Time to make some new ones! This time, pocket potholders. I wanted these new ones to have some new features:
- Bigger so they cover my wrists and full spread out hand
- A pocket in the back for my hand so they are easier to use
- Large enough to use on the table or counter tops to put hot plates or pans on
- Scrap-happy so they can use up smaller pieces of fabrics
- Easy to make with no-fuss binding 🙂
- Quilt-as-you-go piecing (QAYG)
Materials needed for 9 inch pocket potholders:
- Backing fabric 11 x 20 inches
- Fabric scraps and smaller pieces for the front
- Insulating material such as Insul-Bright, cotton batting or fleece
- Ready-made binding or make your own (40 inches)
Watch me make oneSubscribe to the YouTube channel:
Step by step for how to make your potholders with pocket
For a finished potholder that measures 9×9 inches, cut two pieces of your fleece, Insul-Bright or cotton batting about 11 inches square. Fuse, baste or spray baste your layers together, two layers of your insulating material and one of the backing fabric, facing out. This is now your ‘canvas' on which to create the pieced side of the potholder.
Now go to town with your scrappy design. For this one in the photos I used several pieces at 5 x 2.5 inches and added them slightly off center. For the one in the video, mine were 5 inches by 2 inches and I added them all at an angle to each other. Audition all of your pieces to see what order looks best to you.

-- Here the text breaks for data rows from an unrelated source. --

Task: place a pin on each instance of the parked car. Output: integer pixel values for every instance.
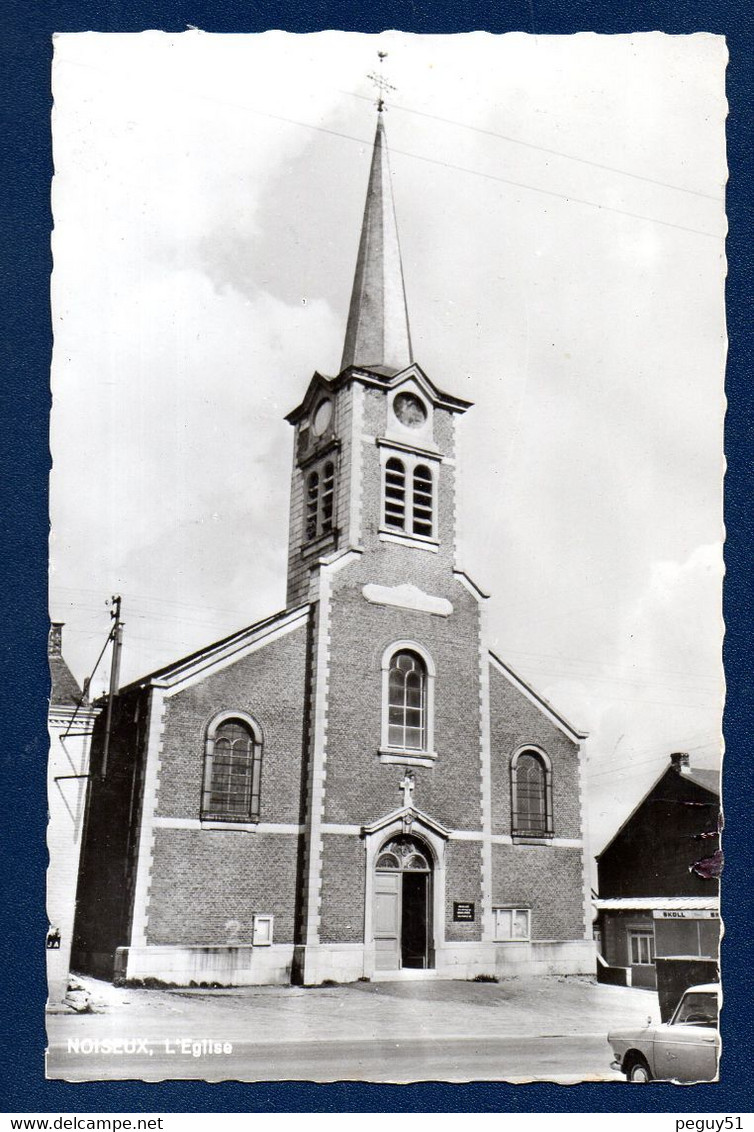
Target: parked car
(686, 1048)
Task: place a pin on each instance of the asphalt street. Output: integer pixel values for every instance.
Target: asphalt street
(547, 1029)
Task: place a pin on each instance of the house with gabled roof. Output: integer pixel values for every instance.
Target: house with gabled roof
(658, 880)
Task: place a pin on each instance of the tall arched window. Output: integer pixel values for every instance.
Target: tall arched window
(409, 497)
(319, 502)
(232, 773)
(313, 504)
(407, 702)
(422, 502)
(531, 795)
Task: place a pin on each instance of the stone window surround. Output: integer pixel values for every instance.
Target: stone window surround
(411, 459)
(511, 938)
(405, 757)
(532, 837)
(214, 723)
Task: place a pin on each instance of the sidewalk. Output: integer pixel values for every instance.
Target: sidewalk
(548, 1006)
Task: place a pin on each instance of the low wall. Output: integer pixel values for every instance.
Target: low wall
(546, 957)
(241, 965)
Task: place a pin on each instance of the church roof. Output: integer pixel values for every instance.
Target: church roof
(534, 697)
(709, 780)
(65, 691)
(377, 335)
(220, 652)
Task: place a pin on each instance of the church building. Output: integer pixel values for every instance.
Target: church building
(354, 787)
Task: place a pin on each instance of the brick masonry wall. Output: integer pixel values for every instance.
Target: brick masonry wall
(515, 721)
(360, 788)
(270, 686)
(342, 889)
(203, 881)
(546, 878)
(463, 883)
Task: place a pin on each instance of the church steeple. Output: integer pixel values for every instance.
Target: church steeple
(377, 333)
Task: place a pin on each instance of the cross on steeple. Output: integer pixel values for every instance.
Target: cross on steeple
(407, 786)
(380, 83)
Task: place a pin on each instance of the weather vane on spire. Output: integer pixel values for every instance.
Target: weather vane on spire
(380, 83)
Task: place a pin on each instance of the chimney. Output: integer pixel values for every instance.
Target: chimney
(54, 641)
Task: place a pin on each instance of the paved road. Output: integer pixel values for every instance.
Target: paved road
(447, 1058)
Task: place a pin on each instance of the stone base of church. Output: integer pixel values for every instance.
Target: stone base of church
(240, 965)
(546, 957)
(243, 965)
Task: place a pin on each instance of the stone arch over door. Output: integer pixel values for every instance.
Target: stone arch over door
(405, 895)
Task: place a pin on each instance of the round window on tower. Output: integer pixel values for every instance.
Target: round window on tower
(410, 410)
(322, 417)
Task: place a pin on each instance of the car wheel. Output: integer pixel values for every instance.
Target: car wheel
(639, 1072)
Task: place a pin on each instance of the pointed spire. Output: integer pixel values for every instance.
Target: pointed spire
(377, 332)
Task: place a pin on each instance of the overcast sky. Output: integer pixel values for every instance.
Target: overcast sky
(560, 209)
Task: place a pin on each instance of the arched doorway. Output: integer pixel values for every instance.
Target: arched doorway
(403, 902)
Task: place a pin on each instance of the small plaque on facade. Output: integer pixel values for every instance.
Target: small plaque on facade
(463, 910)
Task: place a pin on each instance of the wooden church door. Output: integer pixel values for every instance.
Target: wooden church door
(403, 935)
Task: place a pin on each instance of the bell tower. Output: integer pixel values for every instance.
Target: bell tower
(374, 454)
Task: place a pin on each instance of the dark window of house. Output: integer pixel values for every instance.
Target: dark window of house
(407, 702)
(531, 795)
(233, 773)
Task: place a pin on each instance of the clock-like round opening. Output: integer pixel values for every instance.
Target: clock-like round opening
(410, 410)
(322, 417)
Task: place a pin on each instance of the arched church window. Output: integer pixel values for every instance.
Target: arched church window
(407, 706)
(531, 795)
(395, 494)
(327, 497)
(422, 500)
(313, 504)
(319, 502)
(232, 774)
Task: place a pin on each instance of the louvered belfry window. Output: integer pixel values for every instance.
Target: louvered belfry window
(319, 502)
(233, 773)
(531, 796)
(313, 505)
(422, 502)
(395, 494)
(407, 708)
(409, 498)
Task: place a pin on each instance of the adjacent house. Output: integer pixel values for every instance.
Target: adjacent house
(658, 900)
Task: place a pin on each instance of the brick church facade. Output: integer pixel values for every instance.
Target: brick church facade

Add the central piece first, match the next one to it right sides together and join them with a 1/4 inch seam. Press the seam open. Add the next piece of fabric, sew with a 1/4 inch seam, press open. Repeat working out from the central piece towards the top and bottom until you are at or near the edge of your batting.
Measure the areas to be covered on the sides and cut pieces accordingly. Add those face down over the pieced section and stitch in place with the 1/4 inch seam again. Press open.
Repeat for both sides. You can use your own design of course, use whatever scraps work for you.
With these larger pieces, you may decide to add extra quilting. I'm not much of a quilter so I just used the edge of my presser foot as a guide and sewed some straight lines on these ones. Nice and easy, but it looks nice I think.
In the video example, I used a serpentine decorative stitch set to maximum for a more organic look. This can be easier too if you aren't very accurate with your stitching.
Once you are happy with your design and any quilting, time to trim your piece to the finished size. I trimmed mine to 9 inches square.
You can see how the quilt as you go leaves lines on the reverse where you stitched the fabrics together. If you don't want to make the lines so noticeable, use a bobbin thread that matches your fabric and more of a busy print.
Time now to make that back pocket. Make the fabric as wide as the potholder and give yourself enough to make a pocket that will come up a little over half way. I cut my pocket piece 9 inches wide by 11 inches tall. Fold the pocket in half and top stitch. Use a decorative stitch if you like.
Now baste the pocket to the back of the potholder along the sides and bottom. This will hold it neatly in place while we add the binding. I used a zig zag to baste along the edges.
Time for our binding. I like a nice chunky binding so I cut mine 2.25 inches wide. Prefer something narrower – that's fine too, use your own measurements. Cut enough strips and join them together to create a long enough piece to go all the way around plus 4 inches or so extra. I cut mine 40 inches long. We don't have any curves so it doesn't need to be cut on the bias, straight cut is fine.
Sew your binding around the outside of the potholders, starting on the front side. Check out the directions in the video for how to sew on the binding and turn the corners, or check out this previous article too. Sometimes it just a lot easier to show you and talk it through than it is to try to explain in words and I think binding is one of those areas, so watch the video if you need binding tips – fast forward to about 14:15 in the video where I start to talk about binding.
Now turn the binding to the back, fold it in neatly and pin or clip. Try to get nicely folded corners and make sure that the fold of the binding on the back is just covering the line of stitching already in place from sewing on the front. That will make sure that you can catch the back of your binding.
Either stitch in the ditch from the front to catch the back of the binding edge, or make it easy on yourself and use a wider stitch such as a zig zag, three-step zig zag or one of your machine's decorative stitches. I used a decorative stitch that looks like a leaf because that fitted nicely with the Fall theme of my fabrics. Using a wider stitch makes it certain that you will catch the back of your binding all the way around – and it looks good too, so why not!
That's it, your pocket potholder is now completed. Enjoy and maybe make another matching one.